Self-Attention Mechanism • Encoder-Decoder Architecture • BERT • GPT • Vision Transformers (ViT)
Transformers are one of the most important inventions in modern artificial intelligence.
They power today's most advanced systems including ChatGPT, Google Translate, BERT, GPT-4, Vision Transformers, and many others.
Transformers are designed to understand relationships in data, especially in sequences like text, audio, or even image patches.
This chapter explains how they work in simple, easy-to-understand language.
1. What Are Transformers?
Transformers are deep learning models that use a mechanism called self-attention to understand which parts of the input are important.
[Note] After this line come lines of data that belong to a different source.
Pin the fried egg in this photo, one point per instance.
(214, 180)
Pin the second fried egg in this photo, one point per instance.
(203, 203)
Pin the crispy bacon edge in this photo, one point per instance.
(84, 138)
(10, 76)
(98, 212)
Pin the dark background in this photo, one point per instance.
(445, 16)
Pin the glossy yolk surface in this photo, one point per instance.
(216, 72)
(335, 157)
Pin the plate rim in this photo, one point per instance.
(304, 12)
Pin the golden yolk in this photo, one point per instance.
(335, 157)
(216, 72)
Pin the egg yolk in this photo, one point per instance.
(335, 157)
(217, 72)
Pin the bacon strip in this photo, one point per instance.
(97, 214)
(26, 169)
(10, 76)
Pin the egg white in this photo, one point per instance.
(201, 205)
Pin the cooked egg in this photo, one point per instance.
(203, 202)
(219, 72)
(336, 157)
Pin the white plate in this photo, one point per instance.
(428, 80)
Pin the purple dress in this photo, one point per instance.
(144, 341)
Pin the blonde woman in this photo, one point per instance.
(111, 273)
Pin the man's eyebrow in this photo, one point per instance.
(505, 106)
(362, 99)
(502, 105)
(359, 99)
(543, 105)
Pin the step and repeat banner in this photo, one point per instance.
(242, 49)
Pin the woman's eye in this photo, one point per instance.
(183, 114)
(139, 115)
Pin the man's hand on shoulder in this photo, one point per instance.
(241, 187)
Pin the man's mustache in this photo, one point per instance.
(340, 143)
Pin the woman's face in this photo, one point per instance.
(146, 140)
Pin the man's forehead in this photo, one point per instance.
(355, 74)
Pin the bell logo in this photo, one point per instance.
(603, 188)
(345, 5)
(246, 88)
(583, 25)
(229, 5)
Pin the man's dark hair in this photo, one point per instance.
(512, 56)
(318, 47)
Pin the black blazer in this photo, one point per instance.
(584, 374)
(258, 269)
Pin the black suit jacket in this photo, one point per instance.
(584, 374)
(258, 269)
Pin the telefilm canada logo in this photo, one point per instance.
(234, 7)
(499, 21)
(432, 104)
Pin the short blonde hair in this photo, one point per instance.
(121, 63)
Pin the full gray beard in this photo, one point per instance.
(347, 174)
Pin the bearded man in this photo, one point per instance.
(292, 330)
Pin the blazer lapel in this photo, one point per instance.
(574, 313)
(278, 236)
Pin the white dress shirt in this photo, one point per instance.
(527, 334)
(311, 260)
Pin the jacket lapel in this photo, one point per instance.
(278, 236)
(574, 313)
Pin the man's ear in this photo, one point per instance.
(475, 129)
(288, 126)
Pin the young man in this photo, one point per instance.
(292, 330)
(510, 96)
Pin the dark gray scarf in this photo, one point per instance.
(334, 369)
Unlike older models such as RNNs and LSTMs:
- Transformers do not read data one step at a time
- They look at the entire sequence at once
- They focus attention on the most important words or parts
This makes Transformers fast, powerful, and extremely accurate.
2. Self-Attention Mechanism
Self-attention is the heart of a transformer.
Simple Explanation
Imagine you are reading this sentence:
"The cat sat on the mat because it was tired."
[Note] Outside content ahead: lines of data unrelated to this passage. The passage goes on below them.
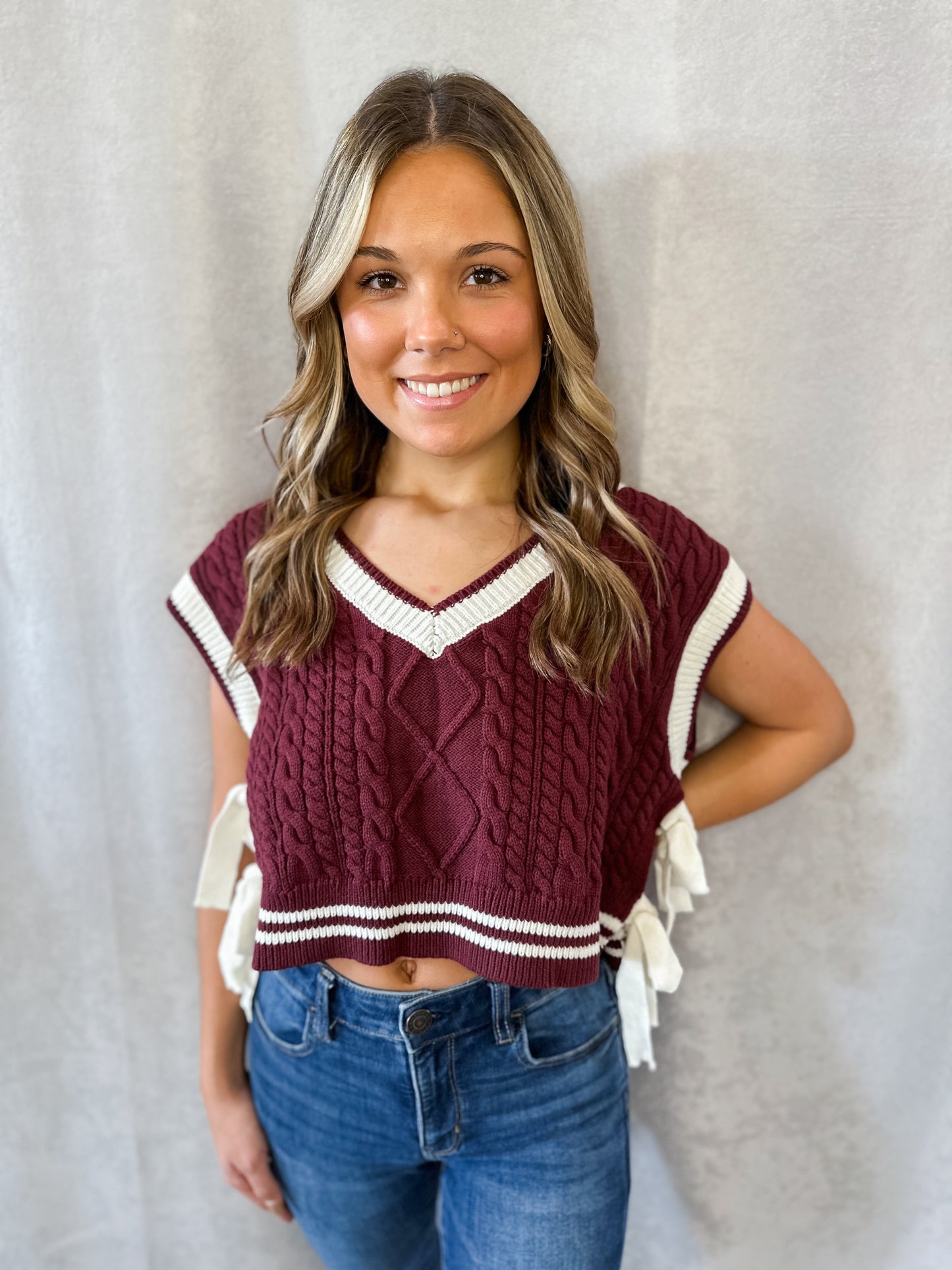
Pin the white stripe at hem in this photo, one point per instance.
(522, 926)
(511, 948)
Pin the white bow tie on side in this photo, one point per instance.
(231, 831)
(649, 963)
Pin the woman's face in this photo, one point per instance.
(442, 289)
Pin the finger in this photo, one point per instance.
(235, 1178)
(266, 1186)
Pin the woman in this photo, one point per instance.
(456, 670)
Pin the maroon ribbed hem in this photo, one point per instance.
(522, 972)
(304, 926)
(579, 911)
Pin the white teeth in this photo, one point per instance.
(445, 389)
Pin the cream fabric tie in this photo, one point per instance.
(649, 963)
(231, 831)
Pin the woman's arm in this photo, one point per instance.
(224, 1025)
(795, 723)
(239, 1140)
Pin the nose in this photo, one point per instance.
(432, 326)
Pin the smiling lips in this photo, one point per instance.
(443, 394)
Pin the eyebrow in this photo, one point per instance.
(465, 253)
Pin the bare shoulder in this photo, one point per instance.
(771, 678)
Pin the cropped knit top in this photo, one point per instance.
(416, 789)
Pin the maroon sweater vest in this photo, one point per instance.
(416, 789)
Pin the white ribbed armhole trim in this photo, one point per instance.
(197, 612)
(708, 630)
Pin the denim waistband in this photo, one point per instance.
(418, 1016)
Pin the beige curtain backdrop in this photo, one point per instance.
(767, 197)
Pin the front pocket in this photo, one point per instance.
(287, 1018)
(567, 1025)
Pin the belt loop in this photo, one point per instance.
(501, 1025)
(322, 1004)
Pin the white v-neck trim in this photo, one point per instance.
(427, 629)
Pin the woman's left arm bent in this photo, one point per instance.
(795, 722)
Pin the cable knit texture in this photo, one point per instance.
(416, 789)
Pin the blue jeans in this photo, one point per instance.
(483, 1124)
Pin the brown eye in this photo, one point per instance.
(372, 277)
(486, 270)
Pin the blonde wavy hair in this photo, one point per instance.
(330, 442)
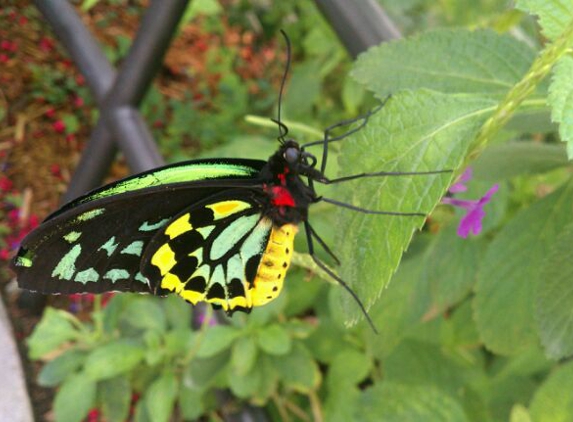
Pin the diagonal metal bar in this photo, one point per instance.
(358, 24)
(117, 95)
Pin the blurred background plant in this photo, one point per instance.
(474, 329)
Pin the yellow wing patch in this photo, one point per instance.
(179, 226)
(164, 259)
To understand the word "it", your brain looks back and realizes "it" refers to the cat.
Transformers do the same using self-attention.
They find connections between words, no matter how far apart they are.
Why Self-Attention Is Powerful
- It can understand long sentences
- It can focus on important words
- It works in parallel → makes training very fast
Analogy
Think of a group project where everyone can instantly talk to everyone else.
This is how self-attention works — every word talks to every other word.
✅ Minimal Self-Attention Code (PyTorch)
import torch
import torch.nn.functional as F
# Example: self-attention for a sequence of 4 tokens
x = torch.rand(4, 8) # 4 tokens, each with 8 features
# Weight matrices
W_q = torch.rand(8, 8)
W_k = torch.rand(8, 8)
W_v = torch.rand(8, 8)
# Compute Q, K, V
Q = x @ W_q
K = x @ W_k
V = x @ W_v
# Attention scores
att_scores = Q @ K.T
att_weights = F.softmax(att_scores, dim=-1)
# Output
output = att_weights @ V
print(output.shape)3. Encoder–Decoder Architecture
Transformers originally used two parts:
A. Encoder
- Reads input
- Understands meaning
- Generates features
Used in BERT, Vision Transformers, etc.
B. Decoder
- Takes encoder output
- Generates predictions (words, images, etc.)
Used in GPT, translation models, etc.
Example: English → French Translation
| Encoder | Decoder |
|---|---|
| Reads English sentence | Generates French sentence |
The encoder learns what the sentence means.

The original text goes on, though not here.